La tele hacía su campaña sobre los nuevos símbolos comerciales del amor justo después de que el crimen familiar del día -esa mujer apuñalada o tirada por la ventana por su pareja- nos había vuelto a dejar clavados en el sillón. Los asesinatos y agresiones a mujeres por sus parejas se han convertido en un plato diario insoportable. Y ahí estamos, impotentes, ante la tele, observando, un día tras otro, los escabrosos y coincidentes detalles.

Estupefactos ante la violencia familiar, se buscan explicaciones. Sólo el entender qué está pasando entre los hombres y las mujeres puede ayudar a poner remedio a este horror. En eso se empeñan ahora mismo muchos grupos y sectores sociales, especialmente de mujeres, pero sus análisis -que denuncian una intolerable situación de patriarcado- no tienen casi nunca el mismo eco que han recibido las de los obispos (que son hombres poderosos y que cuando se equivocan, también se equivocan poderosamente). Sin embargo, la magnitud del desastre y la reacción de tantas mujeres ha forzado, en los últimos tiempos, unas primeras medidas colectivas de carácter legal, judicial o policial.

Lo que parece estar claro es que todo esto no basta y que pasa algo más: algo de mucha más difícil concreción porque entra en el campo de la cultura cotidiana y sus perversiones. Una de ellas, por ejemplo, es la que impulsa a consumir amor, a consumir hombres o a consumir mujeres. Lo cual no puede achacarse a la revolución sexual, como hacen los obispos, sino a un sistema de vida que todo lo que toca lo convierte en mercancía.

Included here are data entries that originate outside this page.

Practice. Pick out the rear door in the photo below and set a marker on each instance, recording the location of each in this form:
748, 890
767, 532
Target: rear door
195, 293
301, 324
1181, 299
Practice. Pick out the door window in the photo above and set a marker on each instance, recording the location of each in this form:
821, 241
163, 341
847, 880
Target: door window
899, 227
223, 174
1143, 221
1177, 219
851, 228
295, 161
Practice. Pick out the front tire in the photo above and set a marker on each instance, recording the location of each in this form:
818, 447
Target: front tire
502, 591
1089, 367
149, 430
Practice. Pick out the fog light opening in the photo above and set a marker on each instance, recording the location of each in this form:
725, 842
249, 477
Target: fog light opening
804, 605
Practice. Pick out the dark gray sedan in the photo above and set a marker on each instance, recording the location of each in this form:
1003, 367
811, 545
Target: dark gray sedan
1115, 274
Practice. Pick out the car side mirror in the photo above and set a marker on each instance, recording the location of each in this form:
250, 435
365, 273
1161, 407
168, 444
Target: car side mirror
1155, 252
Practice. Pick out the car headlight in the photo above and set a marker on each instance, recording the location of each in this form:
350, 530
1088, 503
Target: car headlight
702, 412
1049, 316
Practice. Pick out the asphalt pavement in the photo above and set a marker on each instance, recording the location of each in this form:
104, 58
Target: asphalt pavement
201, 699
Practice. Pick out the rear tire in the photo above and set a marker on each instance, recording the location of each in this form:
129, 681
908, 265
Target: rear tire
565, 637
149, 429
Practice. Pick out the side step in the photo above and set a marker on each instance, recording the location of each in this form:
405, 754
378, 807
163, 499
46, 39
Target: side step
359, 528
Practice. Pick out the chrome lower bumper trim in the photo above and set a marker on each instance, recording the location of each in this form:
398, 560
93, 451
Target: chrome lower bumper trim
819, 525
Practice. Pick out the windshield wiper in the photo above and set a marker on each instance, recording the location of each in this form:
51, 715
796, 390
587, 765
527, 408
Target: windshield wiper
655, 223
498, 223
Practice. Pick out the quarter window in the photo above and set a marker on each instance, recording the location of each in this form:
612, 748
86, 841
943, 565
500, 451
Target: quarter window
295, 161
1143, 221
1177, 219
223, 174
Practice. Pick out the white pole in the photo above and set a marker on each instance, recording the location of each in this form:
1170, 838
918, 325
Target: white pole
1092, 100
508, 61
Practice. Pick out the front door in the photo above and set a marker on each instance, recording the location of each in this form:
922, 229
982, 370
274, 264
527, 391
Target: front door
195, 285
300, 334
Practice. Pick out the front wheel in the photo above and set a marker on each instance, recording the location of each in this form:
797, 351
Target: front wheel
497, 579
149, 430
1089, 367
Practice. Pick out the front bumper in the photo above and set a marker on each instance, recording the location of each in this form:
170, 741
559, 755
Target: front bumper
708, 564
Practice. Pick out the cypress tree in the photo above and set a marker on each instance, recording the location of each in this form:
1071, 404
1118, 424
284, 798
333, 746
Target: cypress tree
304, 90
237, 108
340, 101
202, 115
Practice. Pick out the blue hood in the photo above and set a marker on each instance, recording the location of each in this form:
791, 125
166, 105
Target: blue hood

Si las mujeres son consideradas -y ellas se prestan al juego- como un producto, lo más fácil es que, como las lavadoras o los yogures, tengan una fecha de caducidad. Lo mismo sucede con los hombres. El amor producto es no sólo una consecuencia de verse a sí mismo como mercancía, sino algo similar a la relación utilitaria que se tiene con el supermercado. Hasta el día en que lo que consumíamos con fruición deja de fabricarse o de ser lo que fue.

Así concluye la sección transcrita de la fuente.